The Sherwin has 29 cm pit vents with two-way zippers, and so far I’ve been impressed with them. With most jackets, I end up struggling to get the vents open or closed, but the zippers on the Sherwin run smoothly, and the Lycra gaiters on the sleeves help keep tension on them so that I can open and close the vents easily with my gloves on.
The Sherwin has a four-way stretch powder skirt that also interfaces with Armada pants via three buttons on the back. While I am using the Sherwin with Armada’s Crest pant, I’ve found that I prefer to use the powder skirt separately, without buttoning it to the pants. That’s due wholly to my body geometry; when I button the skirt to the waist of the pants, it actually keeps the hem of the jacket from hanging as far as it usually would, so my pants actually hold the jacket up. Since the Sherwin is cut long enough that it keeps snow out reasonably well already, I prefer to just use the skirt without buttoning it to the pants.
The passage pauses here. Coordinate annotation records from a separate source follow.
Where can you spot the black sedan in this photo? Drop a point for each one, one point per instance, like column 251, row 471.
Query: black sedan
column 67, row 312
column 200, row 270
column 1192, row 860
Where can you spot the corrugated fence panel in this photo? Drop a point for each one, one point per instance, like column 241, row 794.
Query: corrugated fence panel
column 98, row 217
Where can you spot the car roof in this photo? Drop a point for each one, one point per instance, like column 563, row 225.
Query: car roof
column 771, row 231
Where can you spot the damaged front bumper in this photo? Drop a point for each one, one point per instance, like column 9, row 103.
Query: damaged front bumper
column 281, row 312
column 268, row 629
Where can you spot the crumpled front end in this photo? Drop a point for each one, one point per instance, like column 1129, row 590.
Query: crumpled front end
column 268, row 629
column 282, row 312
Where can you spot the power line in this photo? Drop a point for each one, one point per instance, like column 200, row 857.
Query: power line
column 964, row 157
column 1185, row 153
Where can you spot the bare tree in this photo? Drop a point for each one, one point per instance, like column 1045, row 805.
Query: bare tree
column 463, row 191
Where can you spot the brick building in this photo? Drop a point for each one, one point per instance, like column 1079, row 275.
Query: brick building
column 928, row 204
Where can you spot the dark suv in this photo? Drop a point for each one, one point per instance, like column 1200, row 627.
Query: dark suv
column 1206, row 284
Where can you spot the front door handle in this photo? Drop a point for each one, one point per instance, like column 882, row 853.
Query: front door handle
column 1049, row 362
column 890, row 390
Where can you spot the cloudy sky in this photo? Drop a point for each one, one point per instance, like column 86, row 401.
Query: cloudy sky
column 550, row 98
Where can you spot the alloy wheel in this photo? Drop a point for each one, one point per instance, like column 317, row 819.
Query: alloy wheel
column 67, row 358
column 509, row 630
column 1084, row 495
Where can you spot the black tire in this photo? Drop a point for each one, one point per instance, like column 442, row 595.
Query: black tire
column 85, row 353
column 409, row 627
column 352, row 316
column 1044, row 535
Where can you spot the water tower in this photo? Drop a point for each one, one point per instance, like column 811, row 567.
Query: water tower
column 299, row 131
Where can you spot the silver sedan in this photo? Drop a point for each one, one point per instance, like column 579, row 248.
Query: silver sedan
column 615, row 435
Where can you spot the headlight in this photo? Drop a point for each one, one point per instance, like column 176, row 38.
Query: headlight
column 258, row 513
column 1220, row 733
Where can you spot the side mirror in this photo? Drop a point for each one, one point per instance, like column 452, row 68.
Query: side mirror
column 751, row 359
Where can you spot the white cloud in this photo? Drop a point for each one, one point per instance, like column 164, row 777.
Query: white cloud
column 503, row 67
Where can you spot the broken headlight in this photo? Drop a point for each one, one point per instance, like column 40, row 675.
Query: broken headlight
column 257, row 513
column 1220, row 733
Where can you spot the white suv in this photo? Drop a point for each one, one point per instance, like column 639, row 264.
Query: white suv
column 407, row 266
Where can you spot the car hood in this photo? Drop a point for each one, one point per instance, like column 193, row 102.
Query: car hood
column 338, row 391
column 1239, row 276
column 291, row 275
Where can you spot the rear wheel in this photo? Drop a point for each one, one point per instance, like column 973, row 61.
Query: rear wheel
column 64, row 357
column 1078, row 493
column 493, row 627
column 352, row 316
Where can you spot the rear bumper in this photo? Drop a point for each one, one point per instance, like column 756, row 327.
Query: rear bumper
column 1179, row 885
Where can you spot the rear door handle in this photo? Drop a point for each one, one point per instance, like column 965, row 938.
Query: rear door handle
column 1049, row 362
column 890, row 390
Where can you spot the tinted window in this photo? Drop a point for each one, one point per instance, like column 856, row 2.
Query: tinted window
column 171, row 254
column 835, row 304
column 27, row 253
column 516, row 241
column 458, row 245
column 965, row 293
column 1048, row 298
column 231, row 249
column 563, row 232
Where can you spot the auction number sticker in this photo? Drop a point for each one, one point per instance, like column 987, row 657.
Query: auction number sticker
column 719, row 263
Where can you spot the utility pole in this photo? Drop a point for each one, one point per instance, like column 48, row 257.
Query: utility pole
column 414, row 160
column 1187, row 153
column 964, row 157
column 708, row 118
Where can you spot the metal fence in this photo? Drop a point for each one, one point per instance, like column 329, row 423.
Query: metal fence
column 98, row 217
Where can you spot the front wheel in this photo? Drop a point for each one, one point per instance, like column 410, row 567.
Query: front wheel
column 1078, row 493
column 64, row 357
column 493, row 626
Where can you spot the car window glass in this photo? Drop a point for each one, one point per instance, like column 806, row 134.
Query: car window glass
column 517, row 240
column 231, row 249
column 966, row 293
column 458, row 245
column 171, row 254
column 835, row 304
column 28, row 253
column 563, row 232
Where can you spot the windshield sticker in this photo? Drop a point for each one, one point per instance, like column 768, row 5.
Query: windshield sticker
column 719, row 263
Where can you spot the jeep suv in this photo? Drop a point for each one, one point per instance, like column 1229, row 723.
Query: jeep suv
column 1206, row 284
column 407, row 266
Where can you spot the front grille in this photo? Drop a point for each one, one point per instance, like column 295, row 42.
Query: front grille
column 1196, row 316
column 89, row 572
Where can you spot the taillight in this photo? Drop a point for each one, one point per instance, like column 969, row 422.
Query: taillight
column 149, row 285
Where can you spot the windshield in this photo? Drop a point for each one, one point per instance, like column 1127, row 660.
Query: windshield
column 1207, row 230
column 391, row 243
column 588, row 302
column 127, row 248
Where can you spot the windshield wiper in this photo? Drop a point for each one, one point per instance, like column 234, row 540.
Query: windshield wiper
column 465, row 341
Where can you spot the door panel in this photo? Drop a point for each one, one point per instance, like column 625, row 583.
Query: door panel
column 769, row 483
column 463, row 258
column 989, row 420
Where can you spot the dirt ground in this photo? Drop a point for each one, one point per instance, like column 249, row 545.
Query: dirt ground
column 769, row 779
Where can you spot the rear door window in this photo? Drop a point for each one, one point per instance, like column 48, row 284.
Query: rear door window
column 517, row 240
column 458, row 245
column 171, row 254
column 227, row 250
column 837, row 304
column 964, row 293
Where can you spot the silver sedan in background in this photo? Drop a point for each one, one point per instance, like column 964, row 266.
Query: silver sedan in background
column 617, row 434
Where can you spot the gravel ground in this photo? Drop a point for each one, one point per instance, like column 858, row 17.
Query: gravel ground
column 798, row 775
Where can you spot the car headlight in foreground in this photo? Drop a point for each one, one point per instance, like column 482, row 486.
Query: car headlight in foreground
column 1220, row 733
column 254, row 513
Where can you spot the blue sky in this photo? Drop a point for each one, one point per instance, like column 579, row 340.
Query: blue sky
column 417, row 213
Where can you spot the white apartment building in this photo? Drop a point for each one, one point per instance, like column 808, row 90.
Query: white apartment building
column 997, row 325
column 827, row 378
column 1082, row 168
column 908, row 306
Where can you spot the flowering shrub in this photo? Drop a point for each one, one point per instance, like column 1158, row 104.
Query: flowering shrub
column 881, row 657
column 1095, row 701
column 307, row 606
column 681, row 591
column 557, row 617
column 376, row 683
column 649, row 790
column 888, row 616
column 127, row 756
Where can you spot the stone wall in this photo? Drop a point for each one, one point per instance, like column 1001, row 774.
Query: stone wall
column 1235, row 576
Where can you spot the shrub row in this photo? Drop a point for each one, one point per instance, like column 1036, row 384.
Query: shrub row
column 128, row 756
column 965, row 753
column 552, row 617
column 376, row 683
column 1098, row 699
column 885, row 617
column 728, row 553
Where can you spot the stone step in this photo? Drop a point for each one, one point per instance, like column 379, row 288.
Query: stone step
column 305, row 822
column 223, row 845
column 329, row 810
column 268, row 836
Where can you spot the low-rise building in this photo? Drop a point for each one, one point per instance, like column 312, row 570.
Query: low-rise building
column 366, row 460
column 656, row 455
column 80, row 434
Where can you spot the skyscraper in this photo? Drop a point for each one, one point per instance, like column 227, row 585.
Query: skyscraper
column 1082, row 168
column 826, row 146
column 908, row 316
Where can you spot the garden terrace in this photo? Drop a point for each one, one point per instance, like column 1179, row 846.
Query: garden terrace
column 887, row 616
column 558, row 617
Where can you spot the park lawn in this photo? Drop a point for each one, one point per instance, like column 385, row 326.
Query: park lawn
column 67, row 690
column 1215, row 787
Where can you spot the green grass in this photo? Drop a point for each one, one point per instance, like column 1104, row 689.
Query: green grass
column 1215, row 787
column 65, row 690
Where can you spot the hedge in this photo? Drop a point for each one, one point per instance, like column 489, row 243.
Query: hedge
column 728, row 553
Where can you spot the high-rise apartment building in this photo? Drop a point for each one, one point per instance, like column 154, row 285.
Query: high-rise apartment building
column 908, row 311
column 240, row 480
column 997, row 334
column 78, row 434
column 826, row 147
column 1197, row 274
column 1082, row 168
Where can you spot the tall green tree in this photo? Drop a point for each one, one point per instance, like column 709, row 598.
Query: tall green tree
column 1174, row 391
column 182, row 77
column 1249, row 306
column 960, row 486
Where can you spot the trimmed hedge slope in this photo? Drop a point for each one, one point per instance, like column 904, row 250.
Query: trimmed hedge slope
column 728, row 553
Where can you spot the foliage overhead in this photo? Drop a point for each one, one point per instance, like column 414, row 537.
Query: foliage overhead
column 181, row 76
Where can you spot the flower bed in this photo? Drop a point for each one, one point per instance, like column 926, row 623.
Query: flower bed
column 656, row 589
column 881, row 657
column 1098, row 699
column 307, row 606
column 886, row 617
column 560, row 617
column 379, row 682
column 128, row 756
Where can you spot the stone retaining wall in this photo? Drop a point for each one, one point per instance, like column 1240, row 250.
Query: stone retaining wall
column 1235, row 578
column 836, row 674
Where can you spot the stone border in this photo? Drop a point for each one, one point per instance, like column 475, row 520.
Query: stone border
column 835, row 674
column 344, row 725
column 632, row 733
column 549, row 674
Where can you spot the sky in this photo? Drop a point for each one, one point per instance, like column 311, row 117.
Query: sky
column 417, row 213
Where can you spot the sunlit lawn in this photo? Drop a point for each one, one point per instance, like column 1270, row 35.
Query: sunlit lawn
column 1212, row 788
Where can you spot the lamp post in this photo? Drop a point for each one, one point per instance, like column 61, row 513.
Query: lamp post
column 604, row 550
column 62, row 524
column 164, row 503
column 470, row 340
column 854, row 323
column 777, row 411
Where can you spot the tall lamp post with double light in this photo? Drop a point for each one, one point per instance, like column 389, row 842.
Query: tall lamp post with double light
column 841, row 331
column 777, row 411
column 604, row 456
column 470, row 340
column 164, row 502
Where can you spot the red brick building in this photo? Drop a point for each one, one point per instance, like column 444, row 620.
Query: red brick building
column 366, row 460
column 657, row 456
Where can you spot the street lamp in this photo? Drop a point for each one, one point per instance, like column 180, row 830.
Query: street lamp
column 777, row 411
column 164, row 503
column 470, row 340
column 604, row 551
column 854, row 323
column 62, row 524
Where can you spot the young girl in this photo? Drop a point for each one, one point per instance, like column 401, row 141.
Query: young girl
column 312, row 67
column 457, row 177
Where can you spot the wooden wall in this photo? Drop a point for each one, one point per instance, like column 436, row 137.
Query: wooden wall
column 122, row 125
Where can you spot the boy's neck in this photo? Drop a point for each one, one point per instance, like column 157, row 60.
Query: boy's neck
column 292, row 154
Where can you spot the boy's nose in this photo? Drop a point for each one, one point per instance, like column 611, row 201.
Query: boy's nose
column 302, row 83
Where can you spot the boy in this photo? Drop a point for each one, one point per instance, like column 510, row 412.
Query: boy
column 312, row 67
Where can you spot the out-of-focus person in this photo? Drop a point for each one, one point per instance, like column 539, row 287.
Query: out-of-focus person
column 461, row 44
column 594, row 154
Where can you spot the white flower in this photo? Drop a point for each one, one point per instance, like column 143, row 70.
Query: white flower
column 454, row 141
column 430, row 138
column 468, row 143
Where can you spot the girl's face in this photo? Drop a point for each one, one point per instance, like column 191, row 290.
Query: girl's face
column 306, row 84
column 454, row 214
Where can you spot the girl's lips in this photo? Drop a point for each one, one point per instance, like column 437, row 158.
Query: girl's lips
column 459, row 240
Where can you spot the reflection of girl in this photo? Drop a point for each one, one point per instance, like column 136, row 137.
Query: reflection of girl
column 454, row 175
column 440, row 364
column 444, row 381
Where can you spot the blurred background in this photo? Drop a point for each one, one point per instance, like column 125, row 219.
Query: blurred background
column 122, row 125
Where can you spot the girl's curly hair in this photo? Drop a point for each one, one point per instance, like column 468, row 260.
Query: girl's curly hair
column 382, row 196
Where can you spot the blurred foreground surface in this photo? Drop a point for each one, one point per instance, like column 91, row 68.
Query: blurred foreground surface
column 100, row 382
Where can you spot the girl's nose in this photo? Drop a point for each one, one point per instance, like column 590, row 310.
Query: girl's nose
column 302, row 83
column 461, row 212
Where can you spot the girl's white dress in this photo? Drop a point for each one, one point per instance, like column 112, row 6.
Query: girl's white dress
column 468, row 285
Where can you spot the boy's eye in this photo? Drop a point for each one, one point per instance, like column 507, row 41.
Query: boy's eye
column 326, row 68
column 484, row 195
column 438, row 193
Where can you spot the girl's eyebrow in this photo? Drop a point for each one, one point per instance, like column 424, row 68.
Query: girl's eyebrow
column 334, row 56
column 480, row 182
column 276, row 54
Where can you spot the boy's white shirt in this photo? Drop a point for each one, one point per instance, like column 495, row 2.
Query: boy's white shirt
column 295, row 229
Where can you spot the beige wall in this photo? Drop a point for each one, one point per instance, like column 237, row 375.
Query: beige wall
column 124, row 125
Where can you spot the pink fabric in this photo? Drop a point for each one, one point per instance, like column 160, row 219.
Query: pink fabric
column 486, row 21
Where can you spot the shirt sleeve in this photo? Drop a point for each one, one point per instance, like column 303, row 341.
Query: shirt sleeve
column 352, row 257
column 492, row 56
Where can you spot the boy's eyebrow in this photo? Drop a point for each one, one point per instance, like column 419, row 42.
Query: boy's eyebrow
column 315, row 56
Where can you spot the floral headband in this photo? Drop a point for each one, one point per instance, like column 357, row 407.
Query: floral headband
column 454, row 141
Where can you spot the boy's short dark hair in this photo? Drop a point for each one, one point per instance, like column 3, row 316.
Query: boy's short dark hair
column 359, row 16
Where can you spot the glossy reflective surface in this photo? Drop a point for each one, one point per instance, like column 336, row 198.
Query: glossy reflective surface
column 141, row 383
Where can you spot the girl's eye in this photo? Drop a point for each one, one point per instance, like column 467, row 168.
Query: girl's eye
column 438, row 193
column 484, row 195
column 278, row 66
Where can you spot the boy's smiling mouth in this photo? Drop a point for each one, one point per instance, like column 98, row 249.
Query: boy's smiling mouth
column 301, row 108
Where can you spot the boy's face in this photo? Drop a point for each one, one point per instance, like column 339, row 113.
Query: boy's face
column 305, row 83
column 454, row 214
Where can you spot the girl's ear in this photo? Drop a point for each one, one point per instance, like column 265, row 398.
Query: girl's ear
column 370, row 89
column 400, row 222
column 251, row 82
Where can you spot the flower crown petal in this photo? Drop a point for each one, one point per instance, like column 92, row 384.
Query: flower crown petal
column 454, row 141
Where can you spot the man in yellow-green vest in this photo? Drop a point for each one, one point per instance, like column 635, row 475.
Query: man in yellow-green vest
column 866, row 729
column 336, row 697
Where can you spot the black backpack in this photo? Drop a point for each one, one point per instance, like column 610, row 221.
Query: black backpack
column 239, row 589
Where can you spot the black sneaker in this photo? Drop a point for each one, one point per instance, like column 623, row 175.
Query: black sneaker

I started my time in the Sherwin assuming it was an “inbounds-only” kind of piece, and while it is an excellent inbounds jacket (one of my favorites that I’ve ever used) it is surprisingly versatile.
While it doesn’t breathe as well as a PolarTec NeoShell piece, I tend to overheat in any kind of shell while touring, so don’t tend to wear shells on the way up anyway. And the Sherwin packs down small enough that it fits easily in my 10L pack, so I’ve found myself touring a lot this fall in it. Its pit vents dump heat and moisture well on shorter uphill stints, and I really appreciate having a full hardshell on deeper, wetter days.
Inbounds, the Sherwin is excellent. The C-KNIT with the flannel backer cuts wind better than most other hardshells I’ve used, which I really appreciate on longer lift rides. I haven’t found myself missing any features or pockets; the Sherwin covers all the bases extremely well. I’ve also been very impressed with the hood. It’s big enough that I can easily slide it over my helmet on the lift ride without taking off my gloves, but the stiff brim keeps it out of my face if I’m just skiing in a hat.
While the Armada Sherwin jacket is an excellent inbounds shell, its versatility is what has really won me over — I’ve been reaching for it every single day this winter, whether I’m doing laps in the resort or heading out on a backcountry tour. Its combination of a full feature set, relatively low weight, generous cut, and packability — combined with the Gore C-Knit material — make it a top choice for anyone looking for a hardshell that’s at home both on the chairlift or the skin track.